Posted by: admin February 25, 2020 Leave a comment

Questions:

I’m trying to figure how to approach with generating unique integer with 8 digits in java. The biggest problem is that it gives you a limited permutation, and also the clustered env. Any suggestion is welcome.

Regards

How to&Answers:
    int[] result = new Random().ints(10_000_000, 100_000_000)
            .distinct()
            .limit(8)
            .toArray();

8 digits starts with 10_000_000 upto inclusive 99_999_999.
The large range means that duplicates are rear, so the internal looping will rarely be idle, have conflicting duplicates.

Clustered usage: easiest is to use a database.

Answer:

If you only need a limited number of values, you could try Random:

byte[] rnd = new byte[1];
Random rndgen = new Random():

for(...) {
    rndgen.nexbytes(rnd);
    ...
}

But as one byte can only hold 256 different values the collision risk if high.

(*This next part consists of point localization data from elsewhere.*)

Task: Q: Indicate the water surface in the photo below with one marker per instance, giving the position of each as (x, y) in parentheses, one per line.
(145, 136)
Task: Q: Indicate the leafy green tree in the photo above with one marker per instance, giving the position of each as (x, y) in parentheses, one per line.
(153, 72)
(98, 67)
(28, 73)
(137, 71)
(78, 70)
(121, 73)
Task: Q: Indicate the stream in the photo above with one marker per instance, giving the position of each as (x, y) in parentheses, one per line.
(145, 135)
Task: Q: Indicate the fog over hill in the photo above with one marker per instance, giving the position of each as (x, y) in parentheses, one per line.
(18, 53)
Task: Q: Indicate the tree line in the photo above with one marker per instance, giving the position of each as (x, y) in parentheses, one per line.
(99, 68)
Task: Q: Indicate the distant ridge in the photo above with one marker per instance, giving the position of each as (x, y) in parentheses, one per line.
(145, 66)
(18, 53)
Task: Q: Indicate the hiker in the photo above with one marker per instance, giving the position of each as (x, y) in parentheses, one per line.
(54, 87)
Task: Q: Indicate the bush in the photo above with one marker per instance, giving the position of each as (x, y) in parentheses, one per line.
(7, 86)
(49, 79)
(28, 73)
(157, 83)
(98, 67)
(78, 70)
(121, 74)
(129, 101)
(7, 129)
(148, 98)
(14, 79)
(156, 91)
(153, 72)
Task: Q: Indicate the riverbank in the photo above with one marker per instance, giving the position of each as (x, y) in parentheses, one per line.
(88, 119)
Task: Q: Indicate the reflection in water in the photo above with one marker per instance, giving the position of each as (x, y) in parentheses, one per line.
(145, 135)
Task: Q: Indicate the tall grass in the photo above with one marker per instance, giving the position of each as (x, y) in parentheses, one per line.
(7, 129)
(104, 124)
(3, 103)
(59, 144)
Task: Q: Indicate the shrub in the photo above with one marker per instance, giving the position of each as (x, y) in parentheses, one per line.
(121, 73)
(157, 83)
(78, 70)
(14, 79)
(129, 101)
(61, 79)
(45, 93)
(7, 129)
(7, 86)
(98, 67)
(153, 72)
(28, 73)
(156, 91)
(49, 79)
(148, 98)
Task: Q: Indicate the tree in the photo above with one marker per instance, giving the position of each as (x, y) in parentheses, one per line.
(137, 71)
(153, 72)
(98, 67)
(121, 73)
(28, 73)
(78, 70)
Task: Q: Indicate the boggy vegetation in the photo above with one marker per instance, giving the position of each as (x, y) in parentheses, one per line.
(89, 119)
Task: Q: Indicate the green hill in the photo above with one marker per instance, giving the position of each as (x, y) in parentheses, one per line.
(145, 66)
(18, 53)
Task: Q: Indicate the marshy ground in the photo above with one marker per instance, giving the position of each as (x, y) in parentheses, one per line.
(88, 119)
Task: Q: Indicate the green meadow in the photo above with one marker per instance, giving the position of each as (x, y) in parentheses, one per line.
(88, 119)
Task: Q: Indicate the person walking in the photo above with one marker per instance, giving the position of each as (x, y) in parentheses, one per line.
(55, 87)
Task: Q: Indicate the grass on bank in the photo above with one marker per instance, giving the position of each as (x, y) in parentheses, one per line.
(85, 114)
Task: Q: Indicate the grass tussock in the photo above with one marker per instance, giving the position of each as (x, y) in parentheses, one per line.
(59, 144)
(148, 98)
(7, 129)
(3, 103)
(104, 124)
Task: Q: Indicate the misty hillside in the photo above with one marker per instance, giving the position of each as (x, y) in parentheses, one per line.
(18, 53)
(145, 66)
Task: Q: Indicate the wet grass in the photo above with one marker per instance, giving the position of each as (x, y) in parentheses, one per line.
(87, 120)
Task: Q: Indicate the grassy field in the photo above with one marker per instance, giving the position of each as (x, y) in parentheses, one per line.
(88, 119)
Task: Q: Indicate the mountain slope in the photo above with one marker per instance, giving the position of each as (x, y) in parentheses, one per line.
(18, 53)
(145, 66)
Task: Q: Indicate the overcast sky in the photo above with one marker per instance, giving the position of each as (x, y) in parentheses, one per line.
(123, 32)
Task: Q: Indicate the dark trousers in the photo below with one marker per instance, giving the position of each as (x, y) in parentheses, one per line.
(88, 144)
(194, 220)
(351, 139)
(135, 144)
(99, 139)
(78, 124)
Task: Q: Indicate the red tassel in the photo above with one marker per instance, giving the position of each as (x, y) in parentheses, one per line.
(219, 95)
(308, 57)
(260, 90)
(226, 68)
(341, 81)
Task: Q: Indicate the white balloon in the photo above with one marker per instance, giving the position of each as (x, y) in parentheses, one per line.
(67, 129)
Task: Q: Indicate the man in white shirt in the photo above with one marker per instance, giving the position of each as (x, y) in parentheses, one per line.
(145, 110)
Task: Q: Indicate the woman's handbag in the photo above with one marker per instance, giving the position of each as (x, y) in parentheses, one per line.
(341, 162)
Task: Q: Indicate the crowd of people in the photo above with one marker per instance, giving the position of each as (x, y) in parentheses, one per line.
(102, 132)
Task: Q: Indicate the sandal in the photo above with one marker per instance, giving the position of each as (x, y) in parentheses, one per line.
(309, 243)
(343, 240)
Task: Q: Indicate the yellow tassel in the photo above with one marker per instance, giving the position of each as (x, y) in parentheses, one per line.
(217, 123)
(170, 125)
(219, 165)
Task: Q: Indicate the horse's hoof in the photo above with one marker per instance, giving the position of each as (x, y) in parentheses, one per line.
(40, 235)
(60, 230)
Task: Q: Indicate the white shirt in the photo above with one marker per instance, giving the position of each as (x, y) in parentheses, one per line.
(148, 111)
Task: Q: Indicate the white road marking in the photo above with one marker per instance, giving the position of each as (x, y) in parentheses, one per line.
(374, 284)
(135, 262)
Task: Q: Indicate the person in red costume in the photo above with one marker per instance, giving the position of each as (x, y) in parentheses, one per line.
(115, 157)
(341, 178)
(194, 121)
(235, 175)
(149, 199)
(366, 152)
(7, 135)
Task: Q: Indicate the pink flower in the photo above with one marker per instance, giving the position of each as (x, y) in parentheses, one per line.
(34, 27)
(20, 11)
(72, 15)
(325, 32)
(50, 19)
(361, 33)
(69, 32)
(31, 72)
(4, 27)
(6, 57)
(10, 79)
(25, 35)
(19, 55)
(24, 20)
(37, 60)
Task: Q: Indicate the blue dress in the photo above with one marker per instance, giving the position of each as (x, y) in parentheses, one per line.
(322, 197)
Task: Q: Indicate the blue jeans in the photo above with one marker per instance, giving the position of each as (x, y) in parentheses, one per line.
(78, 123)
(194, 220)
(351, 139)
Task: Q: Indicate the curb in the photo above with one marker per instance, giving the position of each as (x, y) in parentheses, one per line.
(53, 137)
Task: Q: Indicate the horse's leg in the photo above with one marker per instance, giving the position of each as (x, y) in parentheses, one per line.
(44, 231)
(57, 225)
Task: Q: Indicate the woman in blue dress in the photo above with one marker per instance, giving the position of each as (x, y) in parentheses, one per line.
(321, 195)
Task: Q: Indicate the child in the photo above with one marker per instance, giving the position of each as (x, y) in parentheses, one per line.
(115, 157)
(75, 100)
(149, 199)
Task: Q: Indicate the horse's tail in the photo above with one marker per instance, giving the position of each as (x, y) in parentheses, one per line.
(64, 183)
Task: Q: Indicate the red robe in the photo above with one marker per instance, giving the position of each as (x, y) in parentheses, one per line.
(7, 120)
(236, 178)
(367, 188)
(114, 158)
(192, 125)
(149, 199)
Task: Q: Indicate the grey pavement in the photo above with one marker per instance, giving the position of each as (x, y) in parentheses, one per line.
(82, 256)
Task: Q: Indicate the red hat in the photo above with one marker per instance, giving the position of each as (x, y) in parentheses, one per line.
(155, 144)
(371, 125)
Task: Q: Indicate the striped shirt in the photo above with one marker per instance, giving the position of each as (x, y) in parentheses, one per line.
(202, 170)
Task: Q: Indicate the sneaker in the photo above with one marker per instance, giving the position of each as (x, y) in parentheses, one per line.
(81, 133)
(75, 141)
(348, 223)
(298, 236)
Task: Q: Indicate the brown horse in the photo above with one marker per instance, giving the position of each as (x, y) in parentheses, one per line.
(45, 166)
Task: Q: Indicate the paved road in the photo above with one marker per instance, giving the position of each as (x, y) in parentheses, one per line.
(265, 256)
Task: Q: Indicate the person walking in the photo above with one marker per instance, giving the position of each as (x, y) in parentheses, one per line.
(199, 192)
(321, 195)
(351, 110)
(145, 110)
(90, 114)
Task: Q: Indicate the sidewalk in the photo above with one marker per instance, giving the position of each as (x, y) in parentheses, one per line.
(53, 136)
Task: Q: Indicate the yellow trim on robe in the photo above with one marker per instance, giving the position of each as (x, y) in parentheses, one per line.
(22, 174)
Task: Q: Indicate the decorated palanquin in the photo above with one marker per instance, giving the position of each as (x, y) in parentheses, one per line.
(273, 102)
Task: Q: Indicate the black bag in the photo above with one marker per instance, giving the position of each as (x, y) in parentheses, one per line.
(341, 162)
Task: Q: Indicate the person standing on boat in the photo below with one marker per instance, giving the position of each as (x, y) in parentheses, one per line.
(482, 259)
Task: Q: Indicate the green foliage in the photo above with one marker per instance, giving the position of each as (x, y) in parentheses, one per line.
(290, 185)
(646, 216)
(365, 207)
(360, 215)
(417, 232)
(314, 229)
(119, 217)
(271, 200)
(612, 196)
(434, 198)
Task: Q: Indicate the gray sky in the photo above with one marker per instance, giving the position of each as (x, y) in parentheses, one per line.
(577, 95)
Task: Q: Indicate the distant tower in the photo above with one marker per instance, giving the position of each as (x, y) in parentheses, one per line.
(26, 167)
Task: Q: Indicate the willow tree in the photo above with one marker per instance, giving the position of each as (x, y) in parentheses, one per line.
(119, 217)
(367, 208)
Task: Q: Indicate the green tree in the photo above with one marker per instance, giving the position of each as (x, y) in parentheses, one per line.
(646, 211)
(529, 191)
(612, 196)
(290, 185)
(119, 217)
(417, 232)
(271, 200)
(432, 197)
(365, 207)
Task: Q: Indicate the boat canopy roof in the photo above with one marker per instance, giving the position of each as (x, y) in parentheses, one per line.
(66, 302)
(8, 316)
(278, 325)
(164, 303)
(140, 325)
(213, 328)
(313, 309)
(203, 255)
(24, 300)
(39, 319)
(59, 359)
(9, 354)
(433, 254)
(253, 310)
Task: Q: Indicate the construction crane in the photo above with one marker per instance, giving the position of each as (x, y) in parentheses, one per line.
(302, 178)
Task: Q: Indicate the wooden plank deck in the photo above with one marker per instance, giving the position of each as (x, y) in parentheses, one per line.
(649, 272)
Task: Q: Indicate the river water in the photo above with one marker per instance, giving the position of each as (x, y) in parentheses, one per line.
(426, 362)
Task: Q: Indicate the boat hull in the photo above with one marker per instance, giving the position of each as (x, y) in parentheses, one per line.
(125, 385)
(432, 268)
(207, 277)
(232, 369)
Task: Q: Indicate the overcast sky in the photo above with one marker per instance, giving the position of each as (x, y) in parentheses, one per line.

If you have one single emitter, just use the natural sequence

boolean first = true;
byte i = 0;
for(;;) {
    if(i == 0) {
        if (first):
            first = false;
        }
        else {
            break;
        }
    }
    // use i
    ...
    i +== 1;
}

If you have a limited number of emitters, give each a subrange. For example for 4 nodes, each node will have a sequence of 64 values.

On a more complex use case, the only possible way is to dedicate a master that will manage the sequence 0-255: each node asks it for next value.